1.1.1. 物質の質量

水 → 水分子 H2O → O 原子 + H 原子

 物質は多くの分子で構成されています。分子は物質の化学的性質を決定する最小単位です。 同様に,分子はさらに原子(元素)から構成されています。現在,自然界には約110種類の原子が存在していることが知られています。例えば,水分子 H2O は2個の水素 (H) 原子と1個の酸素 (O) 原子から成り立っています。

 原子の芯は原子核と呼ばれています。原子核は正の電荷を持つ粒子;陽子と電気的に中性な粒子;中性子から構成されています。原子は,他に,電子と呼ばれる負の電荷を持つ粒子が含まれています。原子核を取り巻く電子の個数は陽子の個数と同じだけ存在します。

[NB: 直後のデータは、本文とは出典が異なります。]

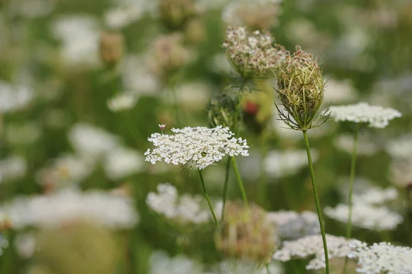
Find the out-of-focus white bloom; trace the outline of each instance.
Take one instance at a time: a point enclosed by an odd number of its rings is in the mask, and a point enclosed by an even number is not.
[[[229,25],[245,25],[253,29],[268,29],[279,23],[281,0],[236,0],[223,9],[222,17]]]
[[[384,128],[389,125],[389,121],[402,116],[402,114],[392,108],[359,103],[330,107],[330,116],[336,122],[366,123],[370,127]]]
[[[398,159],[409,159],[412,155],[412,134],[390,140],[385,147],[389,155]]]
[[[210,221],[210,211],[201,206],[201,196],[179,197],[176,188],[168,183],[158,185],[157,192],[150,192],[146,197],[148,206],[157,214],[183,225]]]
[[[329,259],[345,258],[350,252],[350,240],[326,234]],[[273,254],[273,259],[287,262],[295,258],[306,258],[314,256],[309,262],[306,269],[321,269],[325,266],[323,242],[320,234],[308,236],[293,241],[283,242],[283,247]]]
[[[3,249],[8,247],[8,240],[0,234],[0,256],[3,254]]]
[[[347,222],[349,206],[340,203],[332,208],[325,208],[325,214],[343,223]],[[385,206],[374,206],[367,203],[354,203],[352,224],[353,226],[376,231],[393,230],[403,221],[402,216]]]
[[[36,174],[37,182],[43,186],[72,187],[82,182],[93,171],[92,159],[65,154],[54,159],[50,165]]]
[[[368,205],[381,205],[386,202],[394,201],[399,195],[395,188],[380,188],[371,187],[362,194],[354,193],[354,203],[366,203]]]
[[[119,148],[108,153],[104,161],[104,171],[111,179],[119,179],[141,171],[144,158],[140,153],[130,149]]]
[[[315,149],[312,149],[310,152],[312,160],[314,162],[319,158],[319,153]],[[264,164],[268,176],[280,178],[293,175],[307,166],[308,155],[305,150],[272,151],[268,153]]]
[[[389,167],[389,177],[391,182],[397,186],[404,187],[412,178],[412,160],[396,160]]]
[[[0,80],[0,113],[20,110],[32,102],[33,90],[24,86],[13,86]]]
[[[211,87],[201,82],[180,84],[175,88],[177,103],[189,111],[203,110],[211,93]]]
[[[374,243],[354,240],[350,243],[352,251],[347,257],[358,261],[358,273],[407,274],[412,273],[412,249],[396,247],[390,242]]]
[[[146,160],[155,164],[164,161],[173,164],[185,164],[190,161],[200,169],[218,162],[225,155],[247,156],[246,140],[232,137],[229,127],[203,127],[172,128],[174,135],[152,134],[148,140],[156,147],[144,153]]]
[[[41,135],[41,129],[34,122],[10,124],[5,129],[5,140],[12,145],[27,145],[35,142]]]
[[[334,145],[339,149],[352,153],[354,149],[354,140],[353,135],[341,134],[334,140]],[[369,136],[359,134],[356,153],[370,156],[378,152],[378,146],[374,143]]]
[[[1,182],[14,181],[24,177],[27,170],[27,162],[19,155],[12,155],[0,160]]]
[[[64,190],[45,196],[20,197],[0,209],[12,227],[56,227],[85,219],[112,229],[131,228],[138,221],[133,200],[101,190]]]
[[[14,240],[14,247],[20,257],[29,259],[36,250],[36,237],[30,232],[18,234]]]
[[[295,240],[321,233],[318,216],[310,211],[272,212],[267,213],[267,218],[275,225],[276,231],[283,239]]]
[[[65,15],[52,25],[54,36],[62,41],[63,64],[69,68],[90,68],[99,64],[100,29],[95,18],[87,15]]]
[[[10,2],[9,8],[27,18],[43,17],[50,14],[57,2],[54,0],[23,0]]]
[[[350,80],[336,80],[331,77],[328,79],[325,87],[324,103],[329,105],[347,103],[356,98],[356,94]]]
[[[269,264],[270,274],[283,274],[283,266],[277,262]],[[217,269],[205,274],[268,274],[266,267],[258,266],[255,262],[225,260],[220,262],[216,267]]]
[[[136,95],[153,95],[159,91],[159,78],[145,64],[146,60],[140,55],[127,55],[121,64],[124,88]]]
[[[69,140],[82,156],[98,159],[119,147],[119,139],[91,125],[78,123],[69,132]]]
[[[128,110],[135,107],[136,101],[136,97],[130,92],[122,92],[108,99],[107,107],[113,112]]]
[[[170,258],[164,251],[157,251],[149,258],[149,274],[203,274],[201,266],[184,255]]]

 陽子と中性子の質量はほぼ同じですが,電子の質量は陽子の質量の約 1/1840 しかありません。従って,原子や分子の質量は,ほぼ,陽子と中性子の総数で決定されるといえます。

1.1.2. 質量数と同位体

質量数

 原子の質量の大部分は,陽子と中性子からなる原子核が担っています。陽子数と中性子数の和を質量数といいます。したがって,質量数は原子や分子の質量を近似したものといえます。
一方,原子に含まれる陽子の数を原子数といいます。原子数は原子(元素)の化学的性質を決定します。

同位体

 同位体は,同じ陽子数,異なった中性子数からなる原子のことをいいます。同位体はそれぞれ同じ化学的性質を持っていますが,質量数が異なっています。

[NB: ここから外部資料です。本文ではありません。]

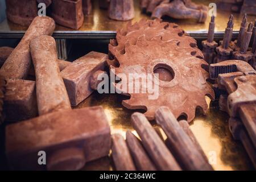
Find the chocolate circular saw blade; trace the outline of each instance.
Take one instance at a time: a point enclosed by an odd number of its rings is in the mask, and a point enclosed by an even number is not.
[[[190,122],[197,107],[206,112],[205,96],[214,98],[214,92],[207,81],[209,73],[203,68],[208,64],[203,53],[197,48],[196,40],[175,24],[159,20],[129,24],[126,29],[117,31],[116,39],[110,41],[109,48],[112,59],[108,61],[110,73],[121,80],[113,83],[115,90],[130,96],[123,101],[123,105],[129,109],[146,110],[144,114],[150,120],[155,118],[158,108],[167,106],[176,118],[185,115]],[[136,93],[130,90],[134,81],[127,78],[131,74],[135,77],[136,74],[152,76],[142,78],[141,88]],[[156,97],[150,98],[152,94],[148,91],[152,85],[158,86],[159,90],[154,93]]]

炭素原子には2つの同位体があります:12C と13C。2つの原子は同じ原子数6を持つので同じ化学的性質を持ちます。しかし,13Cは中性子を1つ多く持っているので,13Cの質量は12Cより大きな質量をもっています。

1.1.3. 炭素原子の同位体存在度

 実験結果によると,地球上に存在する自然同位体の存在比率は一定です。各原子の自然同位体の比率を同位体存在度といいます。
 炭素原子の場合,自然界には2種類の安定な同位体が存在します。もっとも多く存在する同位体は12Cで,13Cは12Cの約1%存在します。

  12C 13C
質量数 12 13
相対存在比(%) 100 1.08

1.1.4. 同位体存在度表

 この表はGCMS分析で重要な原子の自然同位体の存在度を示したものです。 Aはもっとも多く存在する同位体を示しています。HやC にはA+2 の同位体は存在しません。一方,Cl やBrはA+1の同位体は存在しませんが,A+2の同位体の存在度は,比較的大きくなっています。例えば,HCl を分析すると,これに対応して, m/z=36と38の2つの大きな分子イオンピークが観測され,その比率は約3:1になります。F,PやI 原子はひとつの同位体しか存在しません。

 相対的存在度はマススペクトルに反映されます。従って,スペクトルのパターンからどの原子が何個,分子中に存在しているかが推測できることがあります。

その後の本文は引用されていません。